Il 10 novembre giù il cappello per la scomparsa, per fortuna questa non prematura, di uno dei più grandi poeti della musica: Leonard Cohen. Alzi la mano chi non conosce la sua Halleluja, o la versione più moderna di Jeff Buckley (a proposito di artisti scomparsi prematuramente). Uno dei pochi che ancora oggi sfornava album che vendevano. A 80 anni suonati da un pezzo.
Il 7 dicembre il trio Emerson, Lake & Palmer perde il secondo pezzo. Greg Lake, co-fondatore dei King Crimson, raggiunge l’amico Keith. Non sappiamo come stia Carl Palmer, ma auspichiamo che abbia fatto un check up completo.
C’è poco tempo per commemorare la scomparsa di Rick Parfitt, sorico chitarrista degli Status Quo, perché due giorni dopo, esattamente il giorno di Natale deflagra la bomba della scomparsa di George Michael, a soli 53 anni. Esploso negli anni 80 con gli Wham!, in coppia con Andrew Ridgeley, abbandonò presto il pop leggero e scanzonato per darsi ad uno stile più elettronico, più cangiante nel tempo, meno commerciale. Anche lui era da tempo fuori dalle luci della ribalta, ma le due hit che tutti riproporranno sempre risalgono al periodo Wham!, ovvero Careless Whisper e soprattutto, ironia della sorte essendo morto il giorno di Natale, Last Christmas.
Meno famosi al grande pubblico, ma si sono uniti a loro anche il “nostro” Gianmaria Testa, Bruce Geduldig (del gruppo post punk Tuxedomoon), il rapper Phife Dawg, il jazzista Gato Barbieri, autore della colonna sonora di Ultimo Tango a Parigi, Leon Haywood, noto negli anni 70 e padre del soul funk, Billy Paul, Grammy Award come miglior cantante soul, Rod Temperton, autore tra le altre cose di un cosa da nulla come Thriller di Michael Jackson, Leon Russell, autore e compositore che ha duettato con chiunque, soprattutto Elton John, e Sharon Jones, altra icona soul.

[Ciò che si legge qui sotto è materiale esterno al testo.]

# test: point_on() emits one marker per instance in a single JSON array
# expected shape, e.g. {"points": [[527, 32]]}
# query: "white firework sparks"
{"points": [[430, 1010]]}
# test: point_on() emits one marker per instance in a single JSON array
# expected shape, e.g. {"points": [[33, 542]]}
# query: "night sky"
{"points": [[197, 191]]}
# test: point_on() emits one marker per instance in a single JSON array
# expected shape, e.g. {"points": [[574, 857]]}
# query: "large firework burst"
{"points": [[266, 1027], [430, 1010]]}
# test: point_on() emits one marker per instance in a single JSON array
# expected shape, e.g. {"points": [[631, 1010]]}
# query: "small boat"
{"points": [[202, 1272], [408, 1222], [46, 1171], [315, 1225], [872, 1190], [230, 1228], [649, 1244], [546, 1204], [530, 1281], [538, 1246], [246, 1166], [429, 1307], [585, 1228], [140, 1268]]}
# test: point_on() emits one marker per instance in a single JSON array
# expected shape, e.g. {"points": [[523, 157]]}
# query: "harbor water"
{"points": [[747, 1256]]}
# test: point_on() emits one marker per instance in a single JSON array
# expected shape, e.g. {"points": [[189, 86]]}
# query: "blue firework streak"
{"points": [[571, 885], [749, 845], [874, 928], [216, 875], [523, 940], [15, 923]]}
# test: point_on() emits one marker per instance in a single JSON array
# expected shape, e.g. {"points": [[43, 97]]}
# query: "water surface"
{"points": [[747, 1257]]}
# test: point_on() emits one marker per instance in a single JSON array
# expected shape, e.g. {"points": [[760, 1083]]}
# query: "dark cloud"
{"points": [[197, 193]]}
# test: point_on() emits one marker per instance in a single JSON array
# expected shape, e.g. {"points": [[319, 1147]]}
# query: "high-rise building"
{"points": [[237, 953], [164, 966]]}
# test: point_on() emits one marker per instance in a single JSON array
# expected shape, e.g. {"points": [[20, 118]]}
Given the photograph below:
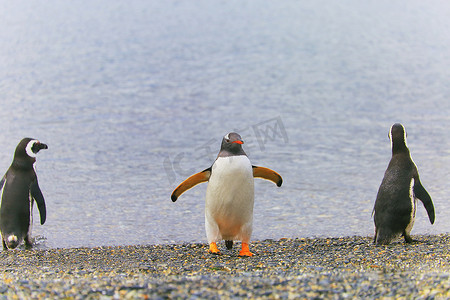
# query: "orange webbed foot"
{"points": [[213, 249], [245, 251]]}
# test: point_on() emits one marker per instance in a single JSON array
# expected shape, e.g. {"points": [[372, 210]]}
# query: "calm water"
{"points": [[132, 97]]}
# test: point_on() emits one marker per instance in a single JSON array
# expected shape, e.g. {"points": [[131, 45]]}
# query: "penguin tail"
{"points": [[229, 244]]}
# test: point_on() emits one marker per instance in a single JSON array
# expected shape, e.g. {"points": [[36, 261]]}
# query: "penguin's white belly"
{"points": [[229, 199]]}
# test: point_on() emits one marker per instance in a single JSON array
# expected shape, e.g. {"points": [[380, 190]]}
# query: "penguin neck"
{"points": [[399, 148], [23, 164], [226, 153]]}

E per chiudere col botto, è proprio il caso di dirlo, l’intero Coro dell’Armata Rossa, schiantatosi con il loro aereo militare.
Siamo a posto così 2016, grazie. Perché, a parte qualche attore già citato, hai portato via anche Umberto Eco e tanti altri artisti di vario genere.
Davvero siamo a posto così, facci passare un Capodanno con l’illusione che sia stato un episodio e che la musica non si stia veramente estinguendo.
No perché a prescindere da queste morti, sentendo quello che c’è in giro, un mezzo dubbio ci era già venuto.